Model a good attitude. If I complain a lot–my kids likely will too. I’m not one who would keep up with an elaborate system of rewards (and honestly, when I saw that through AWANA with their “store,” I’m not sure it really accomplished the goal all that well anyway.) But I would occasionally do incentives like play dates, outings/park days, going for ice cream (I promised my kids ice cream for memorizing the prepositions in Easy Grammar in a week one year!) etc… A couple of times I taped a dollar bill in the back of my kids’ math books–back when a dollar bill meant a big deal to them, LOL!
If kids are struggling with attitude in school–don’t just assume it’s a character issue. Look at the curriculum (is it a poor match, is it making “jumps” your child isn’t ready for yet, does your child have some learning struggles etc…). I think it’s easy to assume kids are lazy or have bad attitudes when something else is going on instead…so I’ve learned to be watchful and prayerful in that regard.
Depending on their ages, most definitely give incentives and praises. I am going to set somerules for homeschool, just as there is in public school. I want my children to know that yes I am mom, but I am also their teacher and because of that they need to be treated slightly different in and out of school hours. I know that as a mom I am more apt to let my children slide on things, that a teacher would not allow because they need to keep the listening skills of all the other students at close to 100% so that they can learn. I hope this helps
I will be starting homeschool with my kids next year so I am just in the planning staged now. I wonder whether preparing for homeschool gatherings where scholars share presentations/projects would be an incentive. I bet it would!
We will begin homeschooling in the fall, but we will not be using behavior charts of any kind. One of the reasons why is that my oldest child’s teacher currently uses a behavior system that involves moving clips up and down on a color chart and it severely stresses him out. He is special needs and also has anxiety and he gets so incredibly stressed out over making sure his clip stays on a “good” color that he often melts down, which results in (you guessed it!) having to move his clip down. It also stresses him out that a friend or classmate might have to move their clip so he gets bossy and stressed out telling people not to do things so they won’t have to move their clips. My middle child’s class also uses the same color/clip system and he consistently stays on the same starting color, which upsets him. He is a great kid and does his work quickly and well, but he is quiet, so he flies under the teacher’s radar and his clip never gets moved up. This has upset him at times over the year, wondering why he is doing everything asked of him but not getting to move the clip up.

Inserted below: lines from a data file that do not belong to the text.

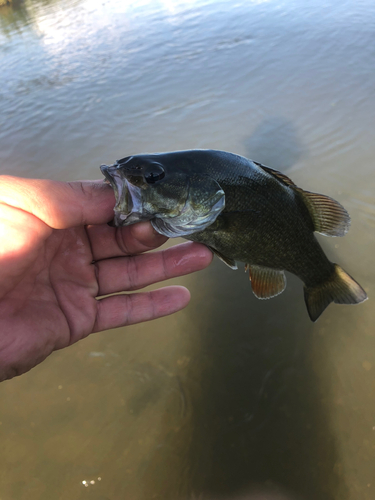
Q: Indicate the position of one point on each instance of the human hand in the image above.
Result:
(57, 255)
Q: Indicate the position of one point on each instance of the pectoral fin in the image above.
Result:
(266, 282)
(329, 217)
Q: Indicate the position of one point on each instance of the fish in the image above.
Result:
(243, 211)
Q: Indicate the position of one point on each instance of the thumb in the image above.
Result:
(59, 204)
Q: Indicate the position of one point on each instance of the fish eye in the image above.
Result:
(153, 173)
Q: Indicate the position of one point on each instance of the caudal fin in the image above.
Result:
(339, 288)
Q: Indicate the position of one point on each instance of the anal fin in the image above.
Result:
(266, 282)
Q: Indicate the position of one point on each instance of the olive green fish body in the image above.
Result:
(242, 210)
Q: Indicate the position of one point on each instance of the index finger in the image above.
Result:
(60, 204)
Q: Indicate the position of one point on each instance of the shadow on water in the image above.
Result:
(275, 143)
(255, 419)
(258, 419)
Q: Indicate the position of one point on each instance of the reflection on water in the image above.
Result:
(234, 397)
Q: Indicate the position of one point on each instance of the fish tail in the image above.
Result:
(339, 288)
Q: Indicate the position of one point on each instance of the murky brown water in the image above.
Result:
(232, 396)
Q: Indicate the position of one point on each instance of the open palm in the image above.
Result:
(58, 255)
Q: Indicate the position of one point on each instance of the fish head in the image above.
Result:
(177, 201)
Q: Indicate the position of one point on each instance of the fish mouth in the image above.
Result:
(129, 207)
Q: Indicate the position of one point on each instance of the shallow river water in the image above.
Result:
(233, 397)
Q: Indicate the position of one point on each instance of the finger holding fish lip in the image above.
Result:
(132, 273)
(108, 242)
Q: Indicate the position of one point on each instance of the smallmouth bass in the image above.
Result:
(243, 211)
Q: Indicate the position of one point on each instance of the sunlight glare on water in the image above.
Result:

So all of that to explain why we won’t be using a behavior chart/reward system, lol! What we will be doing is asking the kids to meet the same expectations we have always had - speaking with love, having a positive attitude, and loving well. In addition to that, we will ask them to complete their work in a timely manner and we will explain how our three expectations translate to having school at home. That having been said, I’m not completely against implementing some type of behavior or reward system down the road if it seems needed, so I am looking forward to hearing what everyone else has to say!
For us I think the best remedy to this issue has been looking and working on the heart level. I speak to them of what the Lord expects from us, but I also just read good character-building books for children that encourage a desire within them to do well. Also, if we’re having a hard time, if they’re not doing as well as they should while working on school papers or whatever, I stop everything and have a talk with them. Praying with them about the issue, right on the spot, also helps soften their hearts. If it does not soften right away, I know there is some hardness in there the Lord has to work on, so I pray for that child specifically in that area.
Anyway, this is just what I have found.